Dengan suara takut-takut Egar meminta melihat kalung itu. Pemilik toko, 
seorang pria tua dengan cahaya terang di matanya dan jenggot yang lebih 
memutih, mengeluarkan kalung itu dengan tersenyum. Tangan Egar gemetar 
ketika ia melepaskan kalungnya sendiri untuk dibandingkan pada kalung 
itu.
“Ya Tuhan”, Egar menggumam, “begitu sama dan serupa.”
Kedua kalung itu sama panjangnya, sama mode rantainya, dan sama bentuk 
salib yang tertera diatas bandulnya. Bahkan beratnya pun hampir sama. 
Hanya kalung kedua itu jelas kalung imitasi. Dibalik bandulnya tercetak:
 ‘Imitasi : Tembaga’.
“Samakah mereka?” Ellis bertanya dengan nada kekanak-kanakan. Baginya 
kalung itu begitu indah sehingga ia tidak berani menyentuhnya. 
Sesungguhnya itu akan menjadi hadiah natal yang paling sempurna, kalau 
saja……kalau saja…….
“Berapa harganya, Pak?” tanya Egar dengan suara serak karena lidahnya kering.
“Sepuluh dollar.” kata pemilik toko.
Hilang sudah harapan mereka. Perlahan ia mengembalikan kalung itu. 
Pemilik toko melihat kedua orang itu berganti-ganti, dan ia melihat 
Ellis yang tidak pernah melepaskan matanya dari kalung itu. Senyumnya 
timbul, dan ia bertanya lembut, “Berapa yang anda punya, Pak ?”
Egar menggelengkan kepalanya, “Bahkan tidak sampai $5.”
Senyum pemilik toko semakin mengembang “Kalung itu milik kalian dengan harga $4.”
Baik Egar maupun Ellis memandang orang tua itu dengan pandangan tidak percaya.
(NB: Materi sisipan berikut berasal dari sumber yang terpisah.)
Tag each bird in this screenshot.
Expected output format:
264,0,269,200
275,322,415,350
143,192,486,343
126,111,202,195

“Bukankah sekarang hari Natal?” Orang tua itu tersenyum lagi, “Bahkan 
bila kalian berkenan, saya bisa mencetak pesan apapun dibalik bandul 
itu. Banyak pembeli saya yang ingin begitu. Tentu saja untuk kalian juga
 gratis.”
“Benar-benar semangat natal.” Pikir Egar dalam hati.
Selama 5 menit orang tua itu mencetak pesan berikut di balik bandul : ‘Selamat Natal, Ellis Salam Sayang, Sinterklas’
Ketika semuanya beres, Egar merasa bahwa ia memegang hadiah natal yang 
paling sempurna seumur hidupnya. Dengan tersenyum Egar menyerahkan $4 
pada orang tua itu dan mengalungkan kalung itu ke leher Ellis. Ellis 
hampir menangis karena bahagia.
“Terima kasih. Tuhan memberkati anda, Pak. Selamat Natal.” kata Egar kepada orang tua itu.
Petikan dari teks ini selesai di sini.